Я, чувствуя тошноту, послушно поднял люк. Микаэл сбросил тело туда, где находился генератор, словно это был мешок с мусором.

— А теперь что?

Он потряс отрезанным пальцем трупа.

— Пойдем посмотрим, что там происходит.

Направив пистолет в сторону двери, он приложил свой ужасный трофей к электронному табло, и засов отодвинулся. Бросив взгляд в приоткрытую дверь, он жестом показал мне, чтобы я следовал за ним, и закрыл за собой дверь.

Мы оказались в конце темного бетонного коридора длиной два или три метра. В конце его через застекленную двустворчатую дверь, какие можно увидеть в больницах, струился неоновый свет.

Микаэл с пистолетом в руке уверенно шагнул вперед, я последовал за ним. Он притаился у стены, подождал, пока я сделаю то же самое, и осторожно посмотрел через стекло, но тут же отшатнулся, издав удивленный возглас, похожий на всхлип.

— Что там? — тихо, почти беззвучно, спросил я и, не выдержав, тоже взглянул туда. Мы находились над своего рода современным амфитеатром, а дверь, за которой мы прятались, вела на окружающие ее мостки, охраняемые вооруженными людьми в темных костюмах. Я сосчитал их — пятеро. Взгляды этих людей были устремлены на центр амфитеатра, где человек десять в белых халатах, без сомнения, ученые, трудились в лаборатории, какой я еще никогда не видел. Компьютеры, сканеры, электронные микроскопы, спектрографы, лазеры, магнитные кессоны — там было все, что угодно.
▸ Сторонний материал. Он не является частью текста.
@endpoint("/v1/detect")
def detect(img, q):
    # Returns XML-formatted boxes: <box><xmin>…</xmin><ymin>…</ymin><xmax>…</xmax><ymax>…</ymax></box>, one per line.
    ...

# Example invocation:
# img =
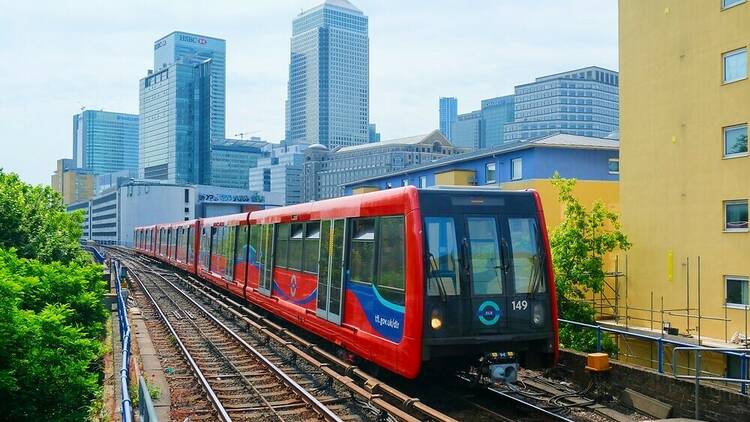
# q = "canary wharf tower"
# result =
<box><xmin>286</xmin><ymin>0</ymin><xmax>370</xmax><ymax>149</ymax></box>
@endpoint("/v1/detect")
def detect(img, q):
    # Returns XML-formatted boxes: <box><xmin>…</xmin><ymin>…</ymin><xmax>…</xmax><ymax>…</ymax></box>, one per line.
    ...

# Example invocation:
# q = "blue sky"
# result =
<box><xmin>0</xmin><ymin>0</ymin><xmax>618</xmax><ymax>184</ymax></box>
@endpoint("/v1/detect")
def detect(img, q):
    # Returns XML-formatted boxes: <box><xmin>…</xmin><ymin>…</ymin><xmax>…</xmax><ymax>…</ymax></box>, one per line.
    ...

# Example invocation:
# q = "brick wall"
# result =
<box><xmin>560</xmin><ymin>350</ymin><xmax>750</xmax><ymax>422</ymax></box>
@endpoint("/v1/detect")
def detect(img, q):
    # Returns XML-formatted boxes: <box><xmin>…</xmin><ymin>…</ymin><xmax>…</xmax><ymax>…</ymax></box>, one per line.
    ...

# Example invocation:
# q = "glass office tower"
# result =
<box><xmin>439</xmin><ymin>97</ymin><xmax>458</xmax><ymax>140</ymax></box>
<box><xmin>504</xmin><ymin>66</ymin><xmax>620</xmax><ymax>142</ymax></box>
<box><xmin>286</xmin><ymin>0</ymin><xmax>370</xmax><ymax>149</ymax></box>
<box><xmin>139</xmin><ymin>32</ymin><xmax>225</xmax><ymax>184</ymax></box>
<box><xmin>73</xmin><ymin>110</ymin><xmax>138</xmax><ymax>174</ymax></box>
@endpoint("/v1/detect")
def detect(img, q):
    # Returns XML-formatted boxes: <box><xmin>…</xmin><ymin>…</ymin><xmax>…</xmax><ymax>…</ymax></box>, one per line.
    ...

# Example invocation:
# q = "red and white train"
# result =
<box><xmin>134</xmin><ymin>186</ymin><xmax>558</xmax><ymax>378</ymax></box>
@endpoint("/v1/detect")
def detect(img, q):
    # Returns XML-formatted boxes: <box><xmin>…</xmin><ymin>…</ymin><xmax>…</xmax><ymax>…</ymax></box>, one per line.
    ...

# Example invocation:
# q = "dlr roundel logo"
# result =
<box><xmin>477</xmin><ymin>300</ymin><xmax>500</xmax><ymax>325</ymax></box>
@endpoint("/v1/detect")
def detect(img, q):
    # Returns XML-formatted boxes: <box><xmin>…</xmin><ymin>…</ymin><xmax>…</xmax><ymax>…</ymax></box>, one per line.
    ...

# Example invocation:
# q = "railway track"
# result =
<box><xmin>108</xmin><ymin>249</ymin><xmax>638</xmax><ymax>421</ymax></box>
<box><xmin>121</xmin><ymin>254</ymin><xmax>363</xmax><ymax>421</ymax></box>
<box><xmin>111</xmin><ymin>248</ymin><xmax>454</xmax><ymax>421</ymax></box>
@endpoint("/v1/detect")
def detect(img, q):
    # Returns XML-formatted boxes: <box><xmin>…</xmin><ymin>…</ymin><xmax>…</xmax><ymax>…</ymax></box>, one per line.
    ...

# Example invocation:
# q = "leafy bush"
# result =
<box><xmin>550</xmin><ymin>174</ymin><xmax>630</xmax><ymax>354</ymax></box>
<box><xmin>0</xmin><ymin>169</ymin><xmax>107</xmax><ymax>421</ymax></box>
<box><xmin>0</xmin><ymin>169</ymin><xmax>87</xmax><ymax>263</ymax></box>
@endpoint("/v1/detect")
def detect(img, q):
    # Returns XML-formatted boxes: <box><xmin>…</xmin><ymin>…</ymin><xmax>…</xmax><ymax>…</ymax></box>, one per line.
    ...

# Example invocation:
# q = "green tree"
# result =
<box><xmin>0</xmin><ymin>169</ymin><xmax>107</xmax><ymax>421</ymax></box>
<box><xmin>550</xmin><ymin>174</ymin><xmax>630</xmax><ymax>352</ymax></box>
<box><xmin>0</xmin><ymin>249</ymin><xmax>106</xmax><ymax>421</ymax></box>
<box><xmin>0</xmin><ymin>169</ymin><xmax>87</xmax><ymax>263</ymax></box>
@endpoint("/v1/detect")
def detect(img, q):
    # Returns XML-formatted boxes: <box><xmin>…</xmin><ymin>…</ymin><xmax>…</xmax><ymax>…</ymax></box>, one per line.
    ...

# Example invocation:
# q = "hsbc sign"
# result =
<box><xmin>177</xmin><ymin>35</ymin><xmax>208</xmax><ymax>45</ymax></box>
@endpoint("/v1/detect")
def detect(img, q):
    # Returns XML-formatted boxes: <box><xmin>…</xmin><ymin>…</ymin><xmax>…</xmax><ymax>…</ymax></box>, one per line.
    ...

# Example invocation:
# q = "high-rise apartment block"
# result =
<box><xmin>504</xmin><ymin>66</ymin><xmax>620</xmax><ymax>141</ymax></box>
<box><xmin>52</xmin><ymin>158</ymin><xmax>96</xmax><ymax>205</ymax></box>
<box><xmin>440</xmin><ymin>95</ymin><xmax>513</xmax><ymax>149</ymax></box>
<box><xmin>139</xmin><ymin>32</ymin><xmax>226</xmax><ymax>184</ymax></box>
<box><xmin>72</xmin><ymin>110</ymin><xmax>138</xmax><ymax>174</ymax></box>
<box><xmin>451</xmin><ymin>110</ymin><xmax>483</xmax><ymax>149</ymax></box>
<box><xmin>620</xmin><ymin>0</ymin><xmax>750</xmax><ymax>360</ymax></box>
<box><xmin>286</xmin><ymin>0</ymin><xmax>370</xmax><ymax>148</ymax></box>
<box><xmin>439</xmin><ymin>97</ymin><xmax>458</xmax><ymax>139</ymax></box>
<box><xmin>481</xmin><ymin>95</ymin><xmax>515</xmax><ymax>148</ymax></box>
<box><xmin>211</xmin><ymin>137</ymin><xmax>267</xmax><ymax>189</ymax></box>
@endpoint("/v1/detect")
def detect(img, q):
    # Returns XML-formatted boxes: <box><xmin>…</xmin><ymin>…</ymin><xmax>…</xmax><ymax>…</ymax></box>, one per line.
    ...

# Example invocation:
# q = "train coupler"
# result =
<box><xmin>479</xmin><ymin>352</ymin><xmax>518</xmax><ymax>384</ymax></box>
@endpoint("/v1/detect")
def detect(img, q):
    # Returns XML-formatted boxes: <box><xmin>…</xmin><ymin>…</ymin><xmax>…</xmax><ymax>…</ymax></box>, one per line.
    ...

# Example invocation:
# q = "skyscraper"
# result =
<box><xmin>73</xmin><ymin>110</ymin><xmax>138</xmax><ymax>174</ymax></box>
<box><xmin>504</xmin><ymin>66</ymin><xmax>620</xmax><ymax>141</ymax></box>
<box><xmin>482</xmin><ymin>95</ymin><xmax>514</xmax><ymax>148</ymax></box>
<box><xmin>286</xmin><ymin>0</ymin><xmax>370</xmax><ymax>148</ymax></box>
<box><xmin>139</xmin><ymin>32</ymin><xmax>226</xmax><ymax>184</ymax></box>
<box><xmin>440</xmin><ymin>97</ymin><xmax>458</xmax><ymax>139</ymax></box>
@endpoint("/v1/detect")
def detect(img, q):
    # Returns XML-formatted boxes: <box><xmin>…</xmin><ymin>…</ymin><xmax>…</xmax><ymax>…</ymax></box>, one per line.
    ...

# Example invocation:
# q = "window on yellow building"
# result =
<box><xmin>724</xmin><ymin>124</ymin><xmax>747</xmax><ymax>157</ymax></box>
<box><xmin>510</xmin><ymin>158</ymin><xmax>523</xmax><ymax>180</ymax></box>
<box><xmin>723</xmin><ymin>48</ymin><xmax>747</xmax><ymax>82</ymax></box>
<box><xmin>721</xmin><ymin>0</ymin><xmax>745</xmax><ymax>9</ymax></box>
<box><xmin>724</xmin><ymin>276</ymin><xmax>748</xmax><ymax>306</ymax></box>
<box><xmin>607</xmin><ymin>158</ymin><xmax>620</xmax><ymax>174</ymax></box>
<box><xmin>724</xmin><ymin>199</ymin><xmax>747</xmax><ymax>232</ymax></box>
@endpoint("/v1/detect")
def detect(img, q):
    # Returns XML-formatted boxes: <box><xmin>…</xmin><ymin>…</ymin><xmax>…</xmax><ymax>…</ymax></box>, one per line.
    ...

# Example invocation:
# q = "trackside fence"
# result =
<box><xmin>110</xmin><ymin>259</ymin><xmax>133</xmax><ymax>422</ymax></box>
<box><xmin>558</xmin><ymin>318</ymin><xmax>750</xmax><ymax>394</ymax></box>
<box><xmin>110</xmin><ymin>258</ymin><xmax>159</xmax><ymax>422</ymax></box>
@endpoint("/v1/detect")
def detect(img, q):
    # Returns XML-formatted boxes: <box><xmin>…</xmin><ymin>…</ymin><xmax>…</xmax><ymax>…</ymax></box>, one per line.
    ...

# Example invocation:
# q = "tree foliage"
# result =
<box><xmin>0</xmin><ymin>169</ymin><xmax>86</xmax><ymax>263</ymax></box>
<box><xmin>0</xmin><ymin>170</ymin><xmax>107</xmax><ymax>421</ymax></box>
<box><xmin>550</xmin><ymin>174</ymin><xmax>630</xmax><ymax>352</ymax></box>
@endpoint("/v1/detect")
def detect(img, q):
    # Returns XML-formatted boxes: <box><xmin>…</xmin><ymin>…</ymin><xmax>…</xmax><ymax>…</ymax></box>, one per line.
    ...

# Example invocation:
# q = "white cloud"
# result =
<box><xmin>0</xmin><ymin>0</ymin><xmax>617</xmax><ymax>183</ymax></box>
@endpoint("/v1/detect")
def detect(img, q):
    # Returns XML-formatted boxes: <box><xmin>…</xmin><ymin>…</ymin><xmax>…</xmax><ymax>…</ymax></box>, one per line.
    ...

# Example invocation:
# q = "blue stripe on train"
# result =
<box><xmin>273</xmin><ymin>280</ymin><xmax>318</xmax><ymax>305</ymax></box>
<box><xmin>346</xmin><ymin>282</ymin><xmax>404</xmax><ymax>343</ymax></box>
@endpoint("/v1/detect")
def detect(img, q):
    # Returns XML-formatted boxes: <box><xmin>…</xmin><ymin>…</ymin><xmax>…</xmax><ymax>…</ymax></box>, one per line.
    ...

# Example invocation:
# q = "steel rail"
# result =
<box><xmin>116</xmin><ymin>248</ymin><xmax>457</xmax><ymax>422</ymax></box>
<box><xmin>125</xmin><ymin>256</ymin><xmax>341</xmax><ymax>422</ymax></box>
<box><xmin>457</xmin><ymin>375</ymin><xmax>575</xmax><ymax>422</ymax></box>
<box><xmin>130</xmin><ymin>271</ymin><xmax>232</xmax><ymax>422</ymax></box>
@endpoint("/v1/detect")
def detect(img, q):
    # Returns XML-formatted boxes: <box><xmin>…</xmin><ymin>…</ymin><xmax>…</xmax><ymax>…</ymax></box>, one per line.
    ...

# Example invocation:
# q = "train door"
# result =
<box><xmin>258</xmin><ymin>224</ymin><xmax>276</xmax><ymax>296</ymax></box>
<box><xmin>462</xmin><ymin>213</ymin><xmax>510</xmax><ymax>334</ymax></box>
<box><xmin>315</xmin><ymin>219</ymin><xmax>346</xmax><ymax>324</ymax></box>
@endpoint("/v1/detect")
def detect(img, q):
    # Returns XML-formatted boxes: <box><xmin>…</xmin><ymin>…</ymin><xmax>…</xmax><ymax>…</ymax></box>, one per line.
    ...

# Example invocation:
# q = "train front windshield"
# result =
<box><xmin>420</xmin><ymin>190</ymin><xmax>552</xmax><ymax>354</ymax></box>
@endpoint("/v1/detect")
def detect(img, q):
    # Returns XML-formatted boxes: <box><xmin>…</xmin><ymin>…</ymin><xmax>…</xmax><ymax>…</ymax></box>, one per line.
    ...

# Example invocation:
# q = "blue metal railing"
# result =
<box><xmin>83</xmin><ymin>245</ymin><xmax>106</xmax><ymax>264</ymax></box>
<box><xmin>558</xmin><ymin>318</ymin><xmax>750</xmax><ymax>394</ymax></box>
<box><xmin>110</xmin><ymin>259</ymin><xmax>133</xmax><ymax>422</ymax></box>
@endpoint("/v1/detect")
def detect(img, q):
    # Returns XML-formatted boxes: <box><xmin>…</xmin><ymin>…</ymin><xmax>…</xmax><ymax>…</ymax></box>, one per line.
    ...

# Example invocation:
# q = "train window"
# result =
<box><xmin>466</xmin><ymin>217</ymin><xmax>503</xmax><ymax>296</ymax></box>
<box><xmin>224</xmin><ymin>226</ymin><xmax>237</xmax><ymax>280</ymax></box>
<box><xmin>200</xmin><ymin>227</ymin><xmax>211</xmax><ymax>270</ymax></box>
<box><xmin>185</xmin><ymin>226</ymin><xmax>195</xmax><ymax>264</ymax></box>
<box><xmin>302</xmin><ymin>221</ymin><xmax>320</xmax><ymax>274</ymax></box>
<box><xmin>276</xmin><ymin>224</ymin><xmax>290</xmax><ymax>268</ymax></box>
<box><xmin>351</xmin><ymin>218</ymin><xmax>375</xmax><ymax>283</ymax></box>
<box><xmin>288</xmin><ymin>224</ymin><xmax>305</xmax><ymax>270</ymax></box>
<box><xmin>424</xmin><ymin>217</ymin><xmax>461</xmax><ymax>296</ymax></box>
<box><xmin>377</xmin><ymin>216</ymin><xmax>404</xmax><ymax>305</ymax></box>
<box><xmin>508</xmin><ymin>218</ymin><xmax>545</xmax><ymax>293</ymax></box>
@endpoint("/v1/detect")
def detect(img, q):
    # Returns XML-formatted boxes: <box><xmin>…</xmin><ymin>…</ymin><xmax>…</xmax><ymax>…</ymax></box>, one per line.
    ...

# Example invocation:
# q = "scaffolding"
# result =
<box><xmin>568</xmin><ymin>255</ymin><xmax>750</xmax><ymax>392</ymax></box>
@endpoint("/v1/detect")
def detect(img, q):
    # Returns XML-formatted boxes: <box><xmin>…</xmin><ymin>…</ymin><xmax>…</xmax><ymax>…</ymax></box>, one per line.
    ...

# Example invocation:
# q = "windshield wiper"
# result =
<box><xmin>529</xmin><ymin>247</ymin><xmax>544</xmax><ymax>298</ymax></box>
<box><xmin>427</xmin><ymin>252</ymin><xmax>448</xmax><ymax>302</ymax></box>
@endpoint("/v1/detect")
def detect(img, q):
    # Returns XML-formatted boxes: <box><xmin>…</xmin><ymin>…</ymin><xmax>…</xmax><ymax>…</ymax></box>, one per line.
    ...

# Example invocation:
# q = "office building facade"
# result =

Микаэл указал мне на что-то в глубине лаборатории. В огромных стеклянных футлярах, давление и влажность в которых контролировались сложной электронной системой, находилось шесть предметов, достойных этих впечатляющих достижений техники и науки. Эти предметы составляли часть доспехов Ахилла: нагрудник, шлем, шит, копье и двое поножей. Два футляра пустовали в ожидании меча и кинжала.

А я-то надеялся найти здесь покрытую пылью гробницу и высохшую мумию, охраняемую адептами какой-нибудь секты…

— Уходим, — прошептал мне Микаэл. — Такого я не предвидел.

Я почувствовал холодок на затылке.

— Поднимите руки, профессор, — прозвучал за моей спиной женский голос.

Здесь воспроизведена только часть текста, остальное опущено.